Cette étude est novatrice par sa technique, précise et relativement simple, d’étude de la réponse immunologique (lymphocytes T sanguins) d’un individu par rapport à un allergène alimentaire.

Les résultats nets obtenus permettent aux auteurs de parvenir à la conclusion claire ci-dessus. Leurs données confortent en clinique les données fondamentales d’une orientation préférentielle de la réponse lymphocytaire vers un profil de sécrétion de cytokines Th2 (sécrétions d’IL-4 forte, d’IFN- relativement faible…) chez les patients allergiques.

Un élément intéressant est la présence de lymphocytes T spécifiques de l’arachide même chez les enfants non-allergiques et les enfants allergiques qui ont acquis une tolérance à l’arachide. Cependant les lymphocytes T spécifiques de l’arachide ont un profil Th1 (sécrétions d’IFN- forte, d’IL-4 faible …) soit d’emblée (enfants non-allergiques), soit secondairement depuis un profil Th2 (enfants allergiques ayant acquis une tolérance à l’arachide) résultant en une tolérance immunologique à l’arachide naturelle ou acquise.

Les auteurs ont obtenu des résultats similaires chez des enfants allergiques à l’œuf ou au lait par comparaison avec des sujets non allergiques. Ainsi, la tolérance à un allergène alimentaire serait secondaire à, ou du moins reflétée par un virage de la réponse lymphocytaire spécifique circulante de l’individu d’un profil Th2 vers un profil Th1. Ce résultat capital pourrait permettre une évaluation de l’efficacité des traitements de désensibilisation orale vis-à-vis d’un allergène alimentaire par cette méthode.

On notera cependant que la présence plus ou moins importante de lymphocytes T sanguins CD4+CD25+ régulateurs, autre mécanisme d’induction d’une tolérance à l’allergie, n’a pas été évaluée chez ces sujets et pourrait constituer un autre marqueur intéressant.

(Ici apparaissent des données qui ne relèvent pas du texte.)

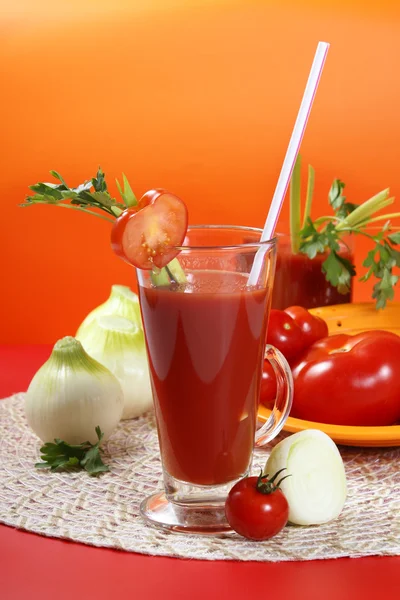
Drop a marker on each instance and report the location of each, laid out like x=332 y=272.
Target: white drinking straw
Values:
x=291 y=155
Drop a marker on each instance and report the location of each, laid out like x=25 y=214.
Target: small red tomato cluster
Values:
x=256 y=507
x=341 y=379
x=292 y=331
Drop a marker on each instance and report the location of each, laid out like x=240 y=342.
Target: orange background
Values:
x=196 y=97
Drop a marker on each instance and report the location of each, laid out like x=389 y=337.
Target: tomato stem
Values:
x=269 y=486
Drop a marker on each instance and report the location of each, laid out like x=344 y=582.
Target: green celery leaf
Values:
x=336 y=199
x=98 y=182
x=395 y=237
x=59 y=177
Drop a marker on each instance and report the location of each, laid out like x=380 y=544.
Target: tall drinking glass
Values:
x=206 y=345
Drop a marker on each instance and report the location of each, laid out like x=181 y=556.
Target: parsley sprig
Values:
x=91 y=196
x=325 y=235
x=61 y=456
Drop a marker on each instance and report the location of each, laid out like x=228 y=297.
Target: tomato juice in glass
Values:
x=205 y=342
x=300 y=281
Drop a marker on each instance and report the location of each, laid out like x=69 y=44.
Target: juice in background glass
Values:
x=206 y=342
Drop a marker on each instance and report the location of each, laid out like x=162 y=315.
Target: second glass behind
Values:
x=206 y=343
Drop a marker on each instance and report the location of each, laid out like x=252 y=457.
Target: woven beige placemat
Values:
x=104 y=511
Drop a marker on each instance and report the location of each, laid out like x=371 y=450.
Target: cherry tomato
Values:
x=313 y=328
x=256 y=508
x=285 y=334
x=268 y=386
x=349 y=380
x=146 y=235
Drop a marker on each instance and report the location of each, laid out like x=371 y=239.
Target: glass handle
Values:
x=283 y=400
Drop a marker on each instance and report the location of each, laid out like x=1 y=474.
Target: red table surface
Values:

Enfin, comme les auteurs le soulignent justement, la dichotomie « réponse Th2=allergie vs. réponse Th1=tolérance » semble un peu simpliste et pourrait plutôt être : « réponse Th2 majoritaire =allergie vs. réponse Th1 très majoritaire =tolérance ». En effet, chez les sujets allergiques, on retrouve des lymphocytes T spécifiques de l’arachide de profil Th1 (sécrétion forte d’IFN-), représentant 35 à 50% de la population totale des lymphocytes T spécifiques de l’arachide dans le sang de l’individu.

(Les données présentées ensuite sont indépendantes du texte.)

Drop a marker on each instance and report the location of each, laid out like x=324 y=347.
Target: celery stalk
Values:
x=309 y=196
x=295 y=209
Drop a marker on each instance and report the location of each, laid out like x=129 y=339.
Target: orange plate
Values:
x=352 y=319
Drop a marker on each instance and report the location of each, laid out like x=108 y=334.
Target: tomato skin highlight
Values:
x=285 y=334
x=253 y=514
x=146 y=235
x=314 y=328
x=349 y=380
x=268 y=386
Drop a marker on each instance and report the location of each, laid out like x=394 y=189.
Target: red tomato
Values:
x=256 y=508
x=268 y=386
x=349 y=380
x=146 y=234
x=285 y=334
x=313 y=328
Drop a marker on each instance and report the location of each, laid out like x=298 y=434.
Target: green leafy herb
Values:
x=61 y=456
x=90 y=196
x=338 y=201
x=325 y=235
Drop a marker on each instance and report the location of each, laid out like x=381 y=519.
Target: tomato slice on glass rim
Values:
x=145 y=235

On peut donc à nouveau se poser la question d’une participation de la réponse lymphocytaire Th1 dans la réaction allergique comme l’ont fait d’autres auteurs récemment (cf. l’article présenté sur notre site sur le « profil des cytokines des lymphocytes T dans l’asthme de l’enfant » ; Clin Exp Allergy 2002 Dec ; 32(12) : 1739-44). Cet élément, s’il se vérifiait, pourrait avoir de grandes implications dans la recherche physiopathologique et thérapeutique dans l’allergie.